Table 3. Fracture Parameters.

fractures retention factor hydrodynamic diffusivity fracture half-length/m fracture width/m fracture opening/m fracture permeability/μm2 fracture conductivity/(μm2·cm)
fracture 1-1 1.9386 0.0372 24.963 0.00354 0.0051 115.8 43.41
fracture 1-3 1.3058 0.0254 79.759 0.00319 0.0037 267.2 86.84

5.2. Results Validation

According to Table 3, the HD4-3H well generated two dual-wing fractures in the target formation during hydraulic fracturing. The field requirement for fracture length is greater than 50 m, and the fracturing effect meets the design values. By comparing the results with the microseismic measurement data at the site, it is found that the fracture lengths obtained from this interpretation method are consistent with the microseismic results.

Using the fracture parameters obtained from the inversion of the flowback curve as input parameters in the numerical model, the accuracy and applicability of the tracer flowback curve interpretation method established in this study are verified through production comparison.

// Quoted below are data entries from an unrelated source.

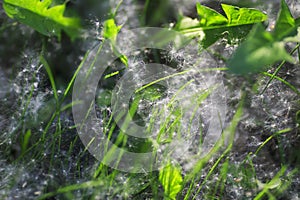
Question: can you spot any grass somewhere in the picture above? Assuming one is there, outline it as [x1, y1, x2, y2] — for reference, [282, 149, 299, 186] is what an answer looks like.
[0, 0, 300, 199]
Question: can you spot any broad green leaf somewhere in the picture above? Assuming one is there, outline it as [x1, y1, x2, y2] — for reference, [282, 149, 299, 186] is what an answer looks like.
[228, 0, 298, 74]
[228, 24, 294, 74]
[284, 27, 300, 42]
[222, 4, 267, 25]
[273, 0, 295, 40]
[289, 18, 300, 41]
[3, 0, 81, 41]
[159, 163, 183, 200]
[296, 17, 300, 26]
[196, 3, 228, 27]
[177, 3, 267, 48]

The monitoring of this well lasted for 73 days, with a cumulative production of 792.2 m3 of fluid, 476.9 m3 of oil, and an average water cut of 39.8%. Based on the analysis using oil-soluble tracers, the contribution of the first segment to oil production is 18.65%, equivalent to 90.6 m3 of oil. Based on the analysis using water-soluble tracers, the contribution of the first segment to water production is 15.7%, equivalent to 51.1 m3 of water. The cumulative oil and water production obtained from the CMG simulation are compared with the actual production data, as shown in Table 4.

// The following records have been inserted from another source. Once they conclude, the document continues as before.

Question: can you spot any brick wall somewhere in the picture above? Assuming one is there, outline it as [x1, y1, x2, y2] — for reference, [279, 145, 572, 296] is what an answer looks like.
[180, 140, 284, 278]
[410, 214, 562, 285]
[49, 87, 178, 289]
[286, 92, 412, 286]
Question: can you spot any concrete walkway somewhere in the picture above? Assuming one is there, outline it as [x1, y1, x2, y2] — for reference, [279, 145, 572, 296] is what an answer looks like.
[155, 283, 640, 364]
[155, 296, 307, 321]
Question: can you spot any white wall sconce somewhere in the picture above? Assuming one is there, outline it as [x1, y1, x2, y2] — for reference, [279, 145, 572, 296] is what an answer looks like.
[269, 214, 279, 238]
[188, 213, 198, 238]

Table 4. Comparison of Simulated Capacity and Actual Capacity.

output actual value simulated value relative error/%
cumulative oil production/m3 90.6 92.8 2.43
cumulative water production/m3 51.1 52.9 3.52

By examining Table 4, it can be observed that the relative errors between the calculated results and the actual values are small. This demonstrates that the tracer flowback mathematical model and the interpretation method for the flowback curve established in this study have good applicability in solving practical problems.

6. Results and Discussion

Based on the establishment of mathematical models and case analysis, this article has derived the following conclusions:

  • 1.

    Based on the migration characteristics of tracers in fractures during the fracturing process, this article establishes a mathematical model for tracer flowback considering single fractures, homogeneous fracture zones, and the consideration of fracture tortuosity.

  • 2.

    The article proposes a “Gaussian fitting + theoretical equation inversion” interpretation method for tracer flowback concentration curves. This method can provide output parameters such as fracture half-length, fracture width, and fracture conductivity, enabling the accurate characterization of postfracture fracture features.

  • 3.

    The comprehensive approach proposed in this article provides more comprehensive and reliable results, demonstrating feasibility for practical applications and enabling rapid implementation in mining sites.

  • 4.

    By combining field data with production comparisons, the applicability and accuracy of the interpretation method have been verified.

  • 5.

    Due to the potential complexity of field fracturing conditions, which may result in composite fractures characterized by “high-conductivity fractures + microfractures,” further research is needed to interpret tracer flowback curves for the network of composite fractures.

Overall, the results of this study provide insights into tracer flowback analysis and offer practical implications for reservoir characterization and production optimization. Future research efforts should focus on addressing the challenges posed by composite fractures to further enhance the interpretive capabilities of tracer flowback analysis.

Acknowledgments

This research was supported by the National Key R&D Program of China (Grant no. 2017ZX05072-004). We would like to express our gratitude to Shengli Oilfield for providing the actual data. The authors sincerely thank the editors and reviewers for spending their valuable time reviewing and providing valuable comments.

The authors declare no competing financial interest.